Doch gerade diese Winterverhältnisse bedeuten für die heimische Tierwelt einen Kampf ums Überleben. „Das Wichtigste für die Tiere im Winter ist Ruhe“, sagt Tom Hennemann, Gebietsbetreuer des Landkreises für den Ostallgäuer Alpenrand. „Die Natur hat es so eingerichtet, dass gesunde Wildtiere einen normalen Winter durch im Sommer angefressene Energiereserven überleben. Werden Wildtiere im Winter aufgrund von Störungen aufgescheucht, verbrauchen sie zusätzlich Energie“, erklärt Hennemann. Dies könne bei mehrmaligen Störungen zum Tod dieser Tiere führen, da sie diesen Energieverlust aufgrund fehlender Nahrung nicht ausgleichen könnten. 

Der Wildtierspezialist Hennemann rät daher jedem Wanderer, sich in die Lage der Wildtiere zu versetzen: „Stellen Sie sich vor, Sie sind ein Birkhuhn, die Lufttemperatur beträgt minus zehn Grad Celsius. Sie kuscheln in Ihrer vergleichsweise warmen Schneehöhle und werden plötzlich durch einen Schneeschuhwanderer aus eben dieser Höhle vertrieben. Nach einer anstrengenden Flugstrecke müssen Sie sich hungernd und frierend ein neues Versteck suchen.“ 

Wie Menschen bei Freizeitaktivitäten im Winter die Bedürfnisse und Ansprüche der Wildtiere berücksichtigen können, verrät der Gebietsbetreuer: „Bei allen Aktivitäten sollten die Freizeitsportler auf ausgewiesenen Routen oder Wegen bleiben.“ Häufig bemerken Skitourengeher oder Schneeschuhwanderer nicht einmal, dass sie durch ihre Anwesenheit Wildtiere aufschrecken. Die Tiere flüchten meist schon lange, bevor der Mensch sie wahrnehme. Ein weiteres Problem sei laut Hennemann der Zeitpunkt der Störung: In den Dämmerungsstunden kommen Wildtiere wie Rauhfußhühner bevorzugt aus ihren Verstecken, um Nahrung aufzunehmen. 

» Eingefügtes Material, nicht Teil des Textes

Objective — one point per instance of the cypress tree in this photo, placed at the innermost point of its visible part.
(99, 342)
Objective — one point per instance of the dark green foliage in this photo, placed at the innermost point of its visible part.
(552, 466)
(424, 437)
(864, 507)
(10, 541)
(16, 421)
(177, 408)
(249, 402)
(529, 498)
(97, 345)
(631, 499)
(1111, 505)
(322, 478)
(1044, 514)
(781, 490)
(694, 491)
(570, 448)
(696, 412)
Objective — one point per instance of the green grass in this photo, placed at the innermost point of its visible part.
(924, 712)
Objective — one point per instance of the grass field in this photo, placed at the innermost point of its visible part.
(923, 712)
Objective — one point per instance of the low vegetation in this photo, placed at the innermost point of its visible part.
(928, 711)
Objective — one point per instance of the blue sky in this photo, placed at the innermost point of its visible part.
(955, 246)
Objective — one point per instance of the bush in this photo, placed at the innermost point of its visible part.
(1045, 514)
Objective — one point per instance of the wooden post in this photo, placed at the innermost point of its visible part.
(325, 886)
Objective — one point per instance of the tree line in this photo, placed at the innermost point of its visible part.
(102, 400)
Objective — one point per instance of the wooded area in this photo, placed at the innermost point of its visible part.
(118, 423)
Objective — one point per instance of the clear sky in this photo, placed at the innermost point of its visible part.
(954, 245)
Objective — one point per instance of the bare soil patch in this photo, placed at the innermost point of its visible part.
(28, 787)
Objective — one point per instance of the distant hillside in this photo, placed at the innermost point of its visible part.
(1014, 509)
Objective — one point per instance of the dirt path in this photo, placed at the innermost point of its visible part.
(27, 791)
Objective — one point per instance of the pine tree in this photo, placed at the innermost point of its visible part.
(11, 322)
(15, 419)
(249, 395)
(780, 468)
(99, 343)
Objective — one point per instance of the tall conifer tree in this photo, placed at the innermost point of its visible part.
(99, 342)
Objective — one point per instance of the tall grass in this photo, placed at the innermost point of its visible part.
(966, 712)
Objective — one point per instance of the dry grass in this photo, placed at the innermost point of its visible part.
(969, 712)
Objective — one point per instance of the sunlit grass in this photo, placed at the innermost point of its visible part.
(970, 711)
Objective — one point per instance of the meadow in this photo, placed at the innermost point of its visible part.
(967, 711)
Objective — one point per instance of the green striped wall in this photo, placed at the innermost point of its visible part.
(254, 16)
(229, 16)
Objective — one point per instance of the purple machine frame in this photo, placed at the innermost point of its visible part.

Daher sollten sich die Outdooraktivitäten nicht auf die Dämmerungs- oder Nachtzeiten ausdehnen. Hunde anleinen Der Gebietsbetreuer appelliert außerdem, mitgeführte Hunde in sensiblen Bereichen anzuleinen. Im Wald und oberhalb der Waldgrenze sollte dies für jeden Hundehalter eine Selbstverständlichkeit sein. „Wir Menschen bewegen uns sozusagen durch das Wohnzimmer der Tiere. Je achtsamer wir dabei vorgehen, desto weniger stören wir unsere Mitgeschöpfe in der für sie schwersten Jahreszeit“, so Hennemann.

Der Deutsche Alpenverein (DAV) hat deshalb in Zusammenarbeit mit dem Landesamt für Umwelt das Projekt „Skibergsteigen umweltfreundlich“ ins Leben gerufen. Es wurden naturschonende Ski- und Schneesschuhrouten ausgewiesen, aber auch sensible Bereiche gekennzeichnet. Diese sogenannten Wald-Wild-Schongebiete bedürfen absoluter Ruhe. Auf den Wanderkarten des Deutschen Alpenvereins sind diese Ruhegebiete eingezeichnet.